Foto: Recession Design / Max Rommel

Sebastian Hackenschmidt: "Die Industrie schaut sich an, was die Leute für sich selbst entwickeln - und sieht so, welche neuen Bedürfnisse die Menschen haben."

>>> Zur Ansichtssache: Nomadic Furniture 3.0

Foto: Recession Design / Max Rommel

STANDARD: Was ist schöner, ein Nagel oder eine Schraube?

Hackenschmidt: Von der Geste des Machens her ist das Nageln sicher schöner. Von der Funktionalität beim Selbermachen von Möbeln her ist die Schraube nicht zu schlagen, nicht durch den Nagel.

STANDARD: Nägel, Sägen, ganze Baumärkte verströmen eine eigene Art von Ästhetik.

Hackenschmidt: ... eine schon fast uniforme Baumarkt-Ästhetik. Die Rohmaterialien prägen den Look des Selbstgemachten. Da setzen die Baumärkte ja auch ganz gezielt in ihren Werbekampagnen drauf.

STANDARD: Warum ist "Do it yourself" im Moment ein so starker Trend?

Hackenschmidt: Zum einen gibt es eine Begeisterung fürs Selbermachen, weil wir uns handwerklich zu wenig betätigen und zu viel am Computer sitzen. Andere Do-it-yourself-Macher beschwören die Krise, denken Sie an die sogenannten Hartz-IV-Möbel. Dann sind da auch noch die Nerds und Hobbybastler, die einfach nur Spaß an der Sache haben und gerne tüfteln.

STANDARD: Also ist der Do-it-yourself-Trend auch ein gesellschaftskritisches Phänomen?

Hackenschmidt: Das ist schwer zu sagen, es ist ja ein echtes Breitenphänomen. Es gibt auch kaum einen Designer, der sich heute nicht damit beschäftigt. Trotzdem hat die Sache auch einen Hauch von Konsumverweigerung und Subversion.

STANDARD: Handelt es sich nur um eine Modeerscheinung, oder entwickelt sich da etwas Dauerhaftes?

Hackenschmidt: Das Experimentieren mit den neuen Geräten, zum Beispiel 3-D-Druckern und all den neuen Kunststoffen, das wird uns noch eine ganze Weile beschäftigen. Ob das klassische Schrauben und Nageln an Holzmöbeln als Trend bleibt, wage ich nicht zu sagen.

STANDARD: Also sind es vor allem neue Technologien, die diesen Trend begünstigen?

Hackenschmidt: Eigentlich handelt es sich dabei um eine Art Selbstermächtigung, um eine Aneignung von neuen Technologien. Amateure können ohne Verwertungszusammenhänge der Industrie experimentieren.
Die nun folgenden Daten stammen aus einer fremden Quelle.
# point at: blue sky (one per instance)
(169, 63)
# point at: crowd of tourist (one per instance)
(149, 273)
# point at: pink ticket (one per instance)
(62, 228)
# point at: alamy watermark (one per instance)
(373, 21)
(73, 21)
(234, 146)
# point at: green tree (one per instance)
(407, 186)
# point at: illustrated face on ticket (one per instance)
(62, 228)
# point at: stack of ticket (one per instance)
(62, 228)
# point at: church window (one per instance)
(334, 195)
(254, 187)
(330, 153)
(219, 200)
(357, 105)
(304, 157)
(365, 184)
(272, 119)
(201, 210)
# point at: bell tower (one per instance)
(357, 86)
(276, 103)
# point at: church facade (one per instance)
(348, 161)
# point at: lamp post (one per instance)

Das ist schon sehr interessant.

STANDARD: Zum Beispiel?

Hackenschmidt: Nehmen Sie zum Beispiel Steckverbindungen für Regale, die man sich mit einem 3-D-Drucker einfach in verschiedenen Größen und Farben ausdruckt. Damit kann man flexible Module bauen, die zu wuchernden Systemen werden.

STANDARD: Wie geht die Industrie damit um?
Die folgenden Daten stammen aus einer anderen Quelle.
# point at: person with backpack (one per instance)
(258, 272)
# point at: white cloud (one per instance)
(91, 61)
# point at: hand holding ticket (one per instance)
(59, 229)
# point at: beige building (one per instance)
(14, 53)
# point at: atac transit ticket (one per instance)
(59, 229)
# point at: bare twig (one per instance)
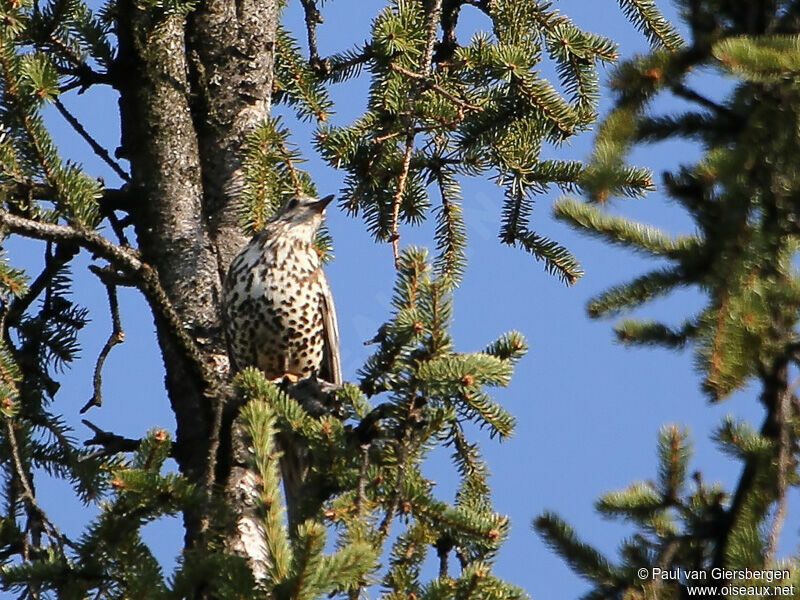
(428, 84)
(394, 238)
(687, 93)
(63, 254)
(95, 145)
(110, 198)
(126, 260)
(313, 18)
(111, 442)
(433, 15)
(117, 336)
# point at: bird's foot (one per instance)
(291, 377)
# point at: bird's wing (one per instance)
(331, 368)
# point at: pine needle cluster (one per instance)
(439, 111)
(741, 196)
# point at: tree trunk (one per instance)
(191, 89)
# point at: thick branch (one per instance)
(126, 260)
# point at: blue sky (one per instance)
(588, 409)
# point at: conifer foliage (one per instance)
(742, 197)
(208, 165)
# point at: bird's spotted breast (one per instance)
(273, 307)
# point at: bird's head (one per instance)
(302, 215)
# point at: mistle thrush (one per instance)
(278, 308)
Hackenschmidt: Die kann davon nur profitieren. Die Industrie schaut sich einfach an, was die Leute für sich selbst entwickeln - und sieht so, welche neuen Bedürfnisse die Menschen haben. Das kann dann industriell perfektioniert und professionell vermarktet werden.
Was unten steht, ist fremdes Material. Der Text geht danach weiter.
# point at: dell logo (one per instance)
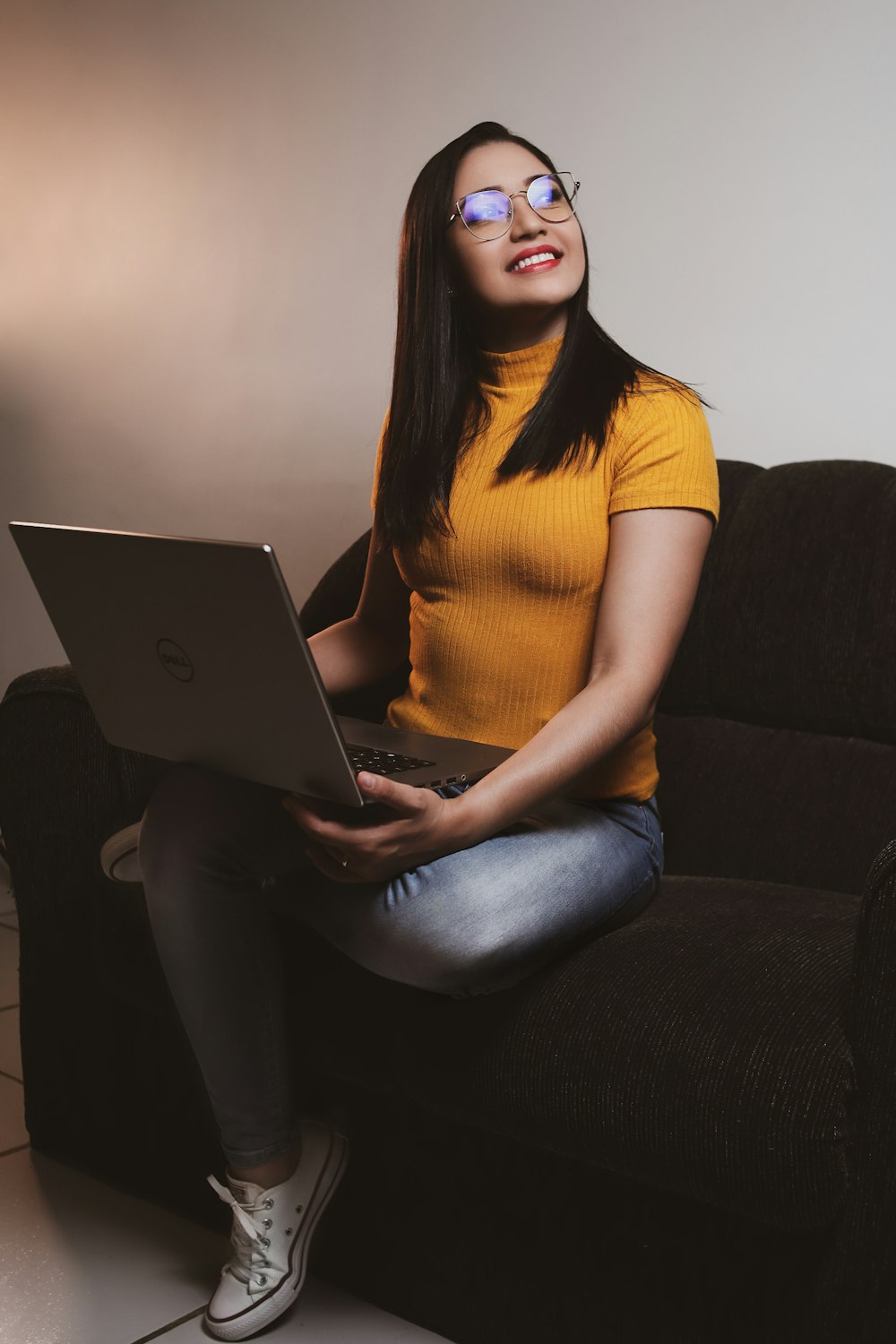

STANDARD: Und das Internet bietet omnipräsent die Anleitungen.

Hackenschmidt: Früher wurden die Anleitungen hauptsächlich in Büchern und Zeitschriften veröffentlicht, heute eben vermehrt im Netz. Da gibt es von Designern auch neue Marketingstrategien, wie zum Beispiel "Design for Download".

STANDARD: Welche Rolle spielen ökologische Gedanken hinter dieser Bewegung?

Hackenschmidt: Ich glaube nicht, dass ökologische Nachhaltigkeit unbedingt eine zentrale Rolle in diesem Bereich spielt, abgesehen von der Tatsache, dass die Transportwege durch die Dezentralisierung viel kürzer sind. Und hinsichtlich der sozialen Nachhaltigkeit könnte eigentlich gelten: Don't do it yourself - do it with others! Das gilt natürlich auch für die Fab-Labs, sehr interessante Einrichtungen, also offene Hightech-Werkstätten, in denen mit computergesteuerten Maschinen verschiedenste Produkte selbst hergestellt werden können. Man wird einfach Mitglied und muss die Geräte nicht eigens kaufen.

STANDARD: Wie ist das mit den sprichwörtlichen zwei linken Händen? Braucht man Talent zum Heimwerken?

Hackenschmidt: Na ja, ein bisschen wohl schon. Es gibt unterschiedliche Schwierigkeitsgrade und ganz einfache Möbel, da kann man wirklich nicht viel falsch machen. Aber für viele Dinge muss man schon ein wenig Zeit und Geduld haben.

STANDARD: Sind Sie handwerklich talentiert?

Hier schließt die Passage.